Monday, Feb. 12, 1996
WHITE SOCKS AND LOAFERS
By RICHARD SCHICKEL
IF FRED ASTAIRE WAS white tie and tails, Gene Kelly was white socks and loafers--often enough with his cuffs casually rolled up so we could better appreciate the flash of his footwork. If the sinuous elegance of his great (and friendly) rival shone most brilliantly on the polished surface of a ballroom floor, Kelly's robust athleticism seemed to rise most exuberantly from a gritty city sidewalk. Astaire put us in touch with our romantic ideals and with that perfection of manner the rest of us attain only in our more blissful daydreams. At his best, Kelly reminded us that, in reality, we are obliged to improvise our happiness with such rough materials as fall to hand.

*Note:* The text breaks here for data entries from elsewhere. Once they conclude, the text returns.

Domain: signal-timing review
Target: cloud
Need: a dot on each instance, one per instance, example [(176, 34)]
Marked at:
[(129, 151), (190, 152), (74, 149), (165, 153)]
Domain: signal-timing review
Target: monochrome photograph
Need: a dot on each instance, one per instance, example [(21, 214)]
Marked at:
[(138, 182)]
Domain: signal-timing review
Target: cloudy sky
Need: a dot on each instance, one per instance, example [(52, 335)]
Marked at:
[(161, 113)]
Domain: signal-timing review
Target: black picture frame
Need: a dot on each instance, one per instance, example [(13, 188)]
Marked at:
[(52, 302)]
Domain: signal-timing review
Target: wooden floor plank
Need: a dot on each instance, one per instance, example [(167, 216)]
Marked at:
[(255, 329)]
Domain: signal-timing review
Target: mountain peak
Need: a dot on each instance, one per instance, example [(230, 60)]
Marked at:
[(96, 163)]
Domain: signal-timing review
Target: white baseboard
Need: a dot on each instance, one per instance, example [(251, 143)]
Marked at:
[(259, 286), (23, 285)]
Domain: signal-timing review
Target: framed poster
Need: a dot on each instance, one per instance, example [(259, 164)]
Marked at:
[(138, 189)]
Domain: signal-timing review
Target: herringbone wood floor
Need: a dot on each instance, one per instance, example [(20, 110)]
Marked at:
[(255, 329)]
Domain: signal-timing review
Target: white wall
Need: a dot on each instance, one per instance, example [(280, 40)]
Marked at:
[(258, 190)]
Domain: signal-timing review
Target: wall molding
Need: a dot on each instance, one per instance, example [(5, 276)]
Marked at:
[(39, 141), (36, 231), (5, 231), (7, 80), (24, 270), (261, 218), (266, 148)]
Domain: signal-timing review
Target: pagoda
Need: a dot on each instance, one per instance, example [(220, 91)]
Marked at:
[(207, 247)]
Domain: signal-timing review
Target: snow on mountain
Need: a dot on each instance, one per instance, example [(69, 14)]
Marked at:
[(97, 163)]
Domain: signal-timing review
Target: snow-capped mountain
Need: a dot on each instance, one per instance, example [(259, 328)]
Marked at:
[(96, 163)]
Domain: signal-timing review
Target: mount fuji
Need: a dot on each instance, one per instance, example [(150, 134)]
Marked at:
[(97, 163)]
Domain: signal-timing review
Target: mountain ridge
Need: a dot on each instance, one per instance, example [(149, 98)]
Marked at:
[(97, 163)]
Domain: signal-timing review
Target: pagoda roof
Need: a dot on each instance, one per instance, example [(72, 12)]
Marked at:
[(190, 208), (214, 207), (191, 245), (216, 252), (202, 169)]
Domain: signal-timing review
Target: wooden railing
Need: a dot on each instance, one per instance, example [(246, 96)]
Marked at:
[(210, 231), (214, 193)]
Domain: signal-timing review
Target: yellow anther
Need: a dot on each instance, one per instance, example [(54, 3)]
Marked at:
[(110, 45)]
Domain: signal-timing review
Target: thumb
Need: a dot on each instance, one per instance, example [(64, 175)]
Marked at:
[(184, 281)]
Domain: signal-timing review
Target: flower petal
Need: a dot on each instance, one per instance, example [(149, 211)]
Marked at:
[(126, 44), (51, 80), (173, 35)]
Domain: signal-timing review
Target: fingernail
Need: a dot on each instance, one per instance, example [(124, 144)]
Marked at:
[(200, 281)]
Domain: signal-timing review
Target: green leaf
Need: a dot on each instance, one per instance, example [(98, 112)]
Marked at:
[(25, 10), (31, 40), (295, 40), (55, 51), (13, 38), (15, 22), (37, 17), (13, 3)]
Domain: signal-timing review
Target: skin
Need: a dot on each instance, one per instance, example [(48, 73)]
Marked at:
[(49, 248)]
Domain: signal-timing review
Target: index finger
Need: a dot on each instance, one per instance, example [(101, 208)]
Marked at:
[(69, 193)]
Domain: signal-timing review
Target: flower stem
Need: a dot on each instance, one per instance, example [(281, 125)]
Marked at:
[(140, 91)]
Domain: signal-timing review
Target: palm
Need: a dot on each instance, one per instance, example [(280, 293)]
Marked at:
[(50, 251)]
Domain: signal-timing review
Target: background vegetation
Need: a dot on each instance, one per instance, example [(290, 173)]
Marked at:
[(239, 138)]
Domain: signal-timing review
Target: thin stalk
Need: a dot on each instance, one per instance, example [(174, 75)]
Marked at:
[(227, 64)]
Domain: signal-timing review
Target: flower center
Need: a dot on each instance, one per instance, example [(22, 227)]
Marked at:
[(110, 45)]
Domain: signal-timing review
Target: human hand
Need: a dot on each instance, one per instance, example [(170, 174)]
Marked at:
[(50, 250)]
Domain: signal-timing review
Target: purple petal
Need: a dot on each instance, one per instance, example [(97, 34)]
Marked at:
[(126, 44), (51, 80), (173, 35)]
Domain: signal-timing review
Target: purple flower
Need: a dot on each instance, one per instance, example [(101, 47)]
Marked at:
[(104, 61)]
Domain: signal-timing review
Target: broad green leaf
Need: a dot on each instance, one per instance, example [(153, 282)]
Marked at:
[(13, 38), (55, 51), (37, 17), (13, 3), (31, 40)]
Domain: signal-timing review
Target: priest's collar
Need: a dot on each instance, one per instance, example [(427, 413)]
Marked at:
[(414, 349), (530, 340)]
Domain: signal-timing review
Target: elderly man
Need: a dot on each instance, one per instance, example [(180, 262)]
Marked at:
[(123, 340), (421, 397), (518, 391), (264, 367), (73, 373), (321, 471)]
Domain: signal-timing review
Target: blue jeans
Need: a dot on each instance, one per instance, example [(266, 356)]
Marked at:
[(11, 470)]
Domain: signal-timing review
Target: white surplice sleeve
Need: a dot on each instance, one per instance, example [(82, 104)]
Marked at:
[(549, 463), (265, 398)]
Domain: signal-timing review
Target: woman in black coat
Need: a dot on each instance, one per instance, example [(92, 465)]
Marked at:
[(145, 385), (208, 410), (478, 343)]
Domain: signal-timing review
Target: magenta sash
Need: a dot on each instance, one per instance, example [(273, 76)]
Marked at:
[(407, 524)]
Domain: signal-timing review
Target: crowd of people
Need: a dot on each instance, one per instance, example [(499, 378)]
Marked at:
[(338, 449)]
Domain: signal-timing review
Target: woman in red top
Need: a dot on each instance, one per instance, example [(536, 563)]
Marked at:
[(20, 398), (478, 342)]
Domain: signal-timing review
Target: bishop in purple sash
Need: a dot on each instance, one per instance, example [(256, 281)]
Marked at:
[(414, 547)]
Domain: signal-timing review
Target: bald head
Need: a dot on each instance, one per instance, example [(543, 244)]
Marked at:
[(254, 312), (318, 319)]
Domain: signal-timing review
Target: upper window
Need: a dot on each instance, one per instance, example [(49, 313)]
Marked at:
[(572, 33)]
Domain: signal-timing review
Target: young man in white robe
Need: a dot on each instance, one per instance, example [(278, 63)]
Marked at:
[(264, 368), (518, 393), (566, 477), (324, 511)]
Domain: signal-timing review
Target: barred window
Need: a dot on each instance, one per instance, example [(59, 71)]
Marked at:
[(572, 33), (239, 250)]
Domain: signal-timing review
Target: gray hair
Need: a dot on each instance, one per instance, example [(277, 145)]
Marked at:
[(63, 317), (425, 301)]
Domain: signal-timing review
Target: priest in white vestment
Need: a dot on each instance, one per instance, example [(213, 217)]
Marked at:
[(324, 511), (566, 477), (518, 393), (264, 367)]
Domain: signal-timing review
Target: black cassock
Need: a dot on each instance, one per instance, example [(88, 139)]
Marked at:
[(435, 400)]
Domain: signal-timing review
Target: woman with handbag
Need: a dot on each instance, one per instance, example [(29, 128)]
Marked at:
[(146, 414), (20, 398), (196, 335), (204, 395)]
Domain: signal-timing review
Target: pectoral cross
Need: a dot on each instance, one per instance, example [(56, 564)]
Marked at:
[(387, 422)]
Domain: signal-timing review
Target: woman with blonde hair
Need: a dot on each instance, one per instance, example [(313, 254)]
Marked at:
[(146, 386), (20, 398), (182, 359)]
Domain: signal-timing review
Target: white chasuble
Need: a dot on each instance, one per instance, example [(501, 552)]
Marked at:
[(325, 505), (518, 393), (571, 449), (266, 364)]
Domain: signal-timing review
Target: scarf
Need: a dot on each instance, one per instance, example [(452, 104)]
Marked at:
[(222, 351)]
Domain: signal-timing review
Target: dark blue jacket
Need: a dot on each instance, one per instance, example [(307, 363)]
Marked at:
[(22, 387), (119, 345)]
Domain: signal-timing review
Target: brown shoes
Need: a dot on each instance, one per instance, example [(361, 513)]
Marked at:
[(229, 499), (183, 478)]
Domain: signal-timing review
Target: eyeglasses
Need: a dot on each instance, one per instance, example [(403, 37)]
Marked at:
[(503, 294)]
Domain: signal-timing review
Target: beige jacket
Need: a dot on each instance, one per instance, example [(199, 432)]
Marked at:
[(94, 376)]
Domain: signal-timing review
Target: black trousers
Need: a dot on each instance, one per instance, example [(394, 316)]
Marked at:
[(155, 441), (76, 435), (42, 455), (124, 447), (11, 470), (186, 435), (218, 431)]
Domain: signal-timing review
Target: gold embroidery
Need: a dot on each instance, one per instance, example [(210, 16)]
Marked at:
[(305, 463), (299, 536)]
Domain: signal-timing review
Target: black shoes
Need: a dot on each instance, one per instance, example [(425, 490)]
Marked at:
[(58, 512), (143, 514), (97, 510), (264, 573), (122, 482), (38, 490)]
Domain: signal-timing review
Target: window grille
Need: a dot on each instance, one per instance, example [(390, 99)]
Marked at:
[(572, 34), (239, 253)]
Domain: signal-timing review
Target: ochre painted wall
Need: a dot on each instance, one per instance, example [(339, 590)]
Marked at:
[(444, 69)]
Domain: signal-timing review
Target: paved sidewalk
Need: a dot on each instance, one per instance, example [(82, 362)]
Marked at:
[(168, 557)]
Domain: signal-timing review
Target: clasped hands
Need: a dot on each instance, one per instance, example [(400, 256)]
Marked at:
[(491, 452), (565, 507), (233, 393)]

One of his most memorable partnerships was with his shadow self (in Cover Girl), another was with a cartoon mouse (in Anchors Aweigh). He danced on roller skates and garbage-can lids (It's Always Fair Weather). And then, of course, there was that umbrella, that downpour, that bepuddled street and that befuddled cop, out of which he and Stanley Donen, his creative partner in all these enterprises, created Singin' in the Rain's signature sequence--and one of the movies' most privileged moments.
There is no Ginger Rogers linked immortally to Kelly's name, and that's no accident. For he was a solipsist who did not share the screen easily with anyone. Suspiciously good at playing hammy, self-serving show folks--see his hoofing heel in For Me and My Gal, his grandiloquent strolling player in The Pirate, and remember that the guy with the umbrella was a movie star not entirely displeased with the figure he was cutting--he occasionally made you wonder: Is he exercising egocentricity or satirizing it?
Maybe a little of both. But sooner rather than later, "his irresistible Irish-American charm" and his "overwhelming, unstoppable energy" (Donen's phrases) blew away your reservations. For there was always something disarming in the forthright way that Kelly, who was born in Pittsburgh, the third of five children, and worked his way up out of the chorus line to Broadway stardom with his tough, taut performance in 1940's Pal Joey, stated his needs and his aspirations. These extended beyond the standard American desire to transcend one's past and transform one's limitations. For he was part of a generation that wanted to reinvent both the stage musical and the movie musical. It saw no reason why song and dance shouldn't reflect the realities of everyday life--and at the same time illuminate our everynight dream life. On Broadway it was Rodgers and Hammerstein, abetted by Agnes de Mille, who led this movement. In Hollywood it was producer Arthur Freed's "unit" at MGM, staffed mainly by sophisticated refugees from the East that carried the torch--and found in Kelly the dancer and choreographer who could embody their convictions.
When Kelly and Donen, co-directing for the first time, took a company to New York City in 1949 to film some of the musical numbers for On the Town--the story of three horny sailors on shore leave--on actual locations ranging from the Brooklyn Navy Yard to Rockefeller Center, it was a first. When toward the end of the picture they inserted a jazzy, muscular but definitely balletic dream sequence in which Kelly mourns a (temporarily) lost love, it was an equally significant innovation. No longer did filmmakers have to invent implausible backstage stories in order to provide a plausible environment for song and dance. Or create silly never-never lands where such activities could be played as quaint native custom. Kelly's confidence gave us the nerve to follow him anywhere he wanted to lead--down a mean, familiar street you knew he would somehow redeem with a joyous assertion of his glamour, even (a little more dubiously) into those corners of his mind where the neon sometimes buzzed a little too loudly, and, self-bedazzled, he succumbed to pretension.
When Gene Kelly died last week at 83, he left us to contemplate certain ironies. Despite his long life, he was granted only a few years in which to assert his genius as a dancer (the musical revival he championed turned out to be, for reasons far beyond his control, more of a dying fall). And for all the effort he and directors like Vincente Minnelli put into balletomanic spectaculars like the 20 minutes that conclude An American in Paris, it is the sweet simple things like I Got Rhythm--just Kelly, some cute kids, a cobblestone street on Montmartre, a catchy little Gershwin tune--that lived most affectingly in memory. But this, too, is true: we could not have had the one without the other. Together the complexity of his ambitions and the underlying innocence of his spirit constitute the inextricable weave of this dear man's singularity.